Model generating repeating output which is undesired behavior

ee2110 commented 1 year ago

Hi, here is some examples of the problems:

I give the prompt: 'Q: What is the largest animal?\nA:'

The output from open_llama_7b as following:

The largest animal is the blue whale.
Q: What is the smallest animal?
A: The smallest animal is the bee.
Q: What is the fastest animal?
A: The fastest animal is the cheetah.
Q: What is the slowest animal?
A: The slowest animal is the sloth.
Q: What is the oldest animal?
A: The oldest animal is the tortoise.
Q: What is the youngest animal?
A: The youngest animal is the baby.
Q: What is the most expensive animal?
A: The most expensive animal is the elephant.
Q: What is the most common animal?
A: The most common animal is the dog.
Q: What is the most dangerous animal?
A: The most dangerous animal is the lion.
Q: What is the most famous animal?
A: The most famous animal is the lion.
Q: What is the most famous animal in the world?
A: The most famous animal in the world is the lion.
Q: What is the most famous animal in the United States?
A: The most famous animal in the United States is the lion.
Q: What is the most famous animal in the world?
A: The most famous animal in the world is the lion.
Q: What is the most famous animal in the world?
A: The most famous animal in the world is the lion.
Q: What is the most famous animal in the world?
A: The most famous animal in the world is the lion.
Q: What is the most famous animal in the world?
A: The most famous animal

or sometimes with prompt 'What is the name of the foods with strawberry topping?', the generated output is weird and keep repeating:

The person is making French Strawberry Cake.
The person is making French Strawberry Cake.

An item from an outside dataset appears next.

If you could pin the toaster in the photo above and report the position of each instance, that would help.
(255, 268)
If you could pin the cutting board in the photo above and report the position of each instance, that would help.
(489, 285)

The person is making French Strawberry Cake. The person is making French Strawberry Cake. The person is making French Strawberry Cake. The person is making French Strawberry Cake. The person is making French Strawberry Cake. The person is making French Strawberry Cake. The person is making French Strawberry Cake.

However, with max_new_tokens=100 I expect the output should be something like this: The largest animal is the blue whale. The person is making French Strawberry Cake.

A snippet of my code:

import torch
from transformers import LlamaTokenizer, LlamaForCausalLM

model_path = 'openlm-research/open_llama_7b'
tokenizer = LlamaTokenizer.from_pretrained(model_path)
model = LlamaForCausalLM.from_pretrained(
    model_path, torch_dtype=torch.float16).cuda()
model.tie_weights()
input_ids = tokenizer(prompt, return_tensors="pt").input_ids.cuda()
generation_output = model .generate(input_ids=input_ids, max_new_tokens=100)
output = tokenizer.decode(generation_output[0])

I would like to know how to control the model to generate desired output as expecting? Thank you!

gjmulder commented 1 year ago

It is a generative model, not an instruction-following model.

Try open-llama-7b-open-instruct instead.

ee2110 commented 1 year ago

It is a generative model, not an instruction-following model.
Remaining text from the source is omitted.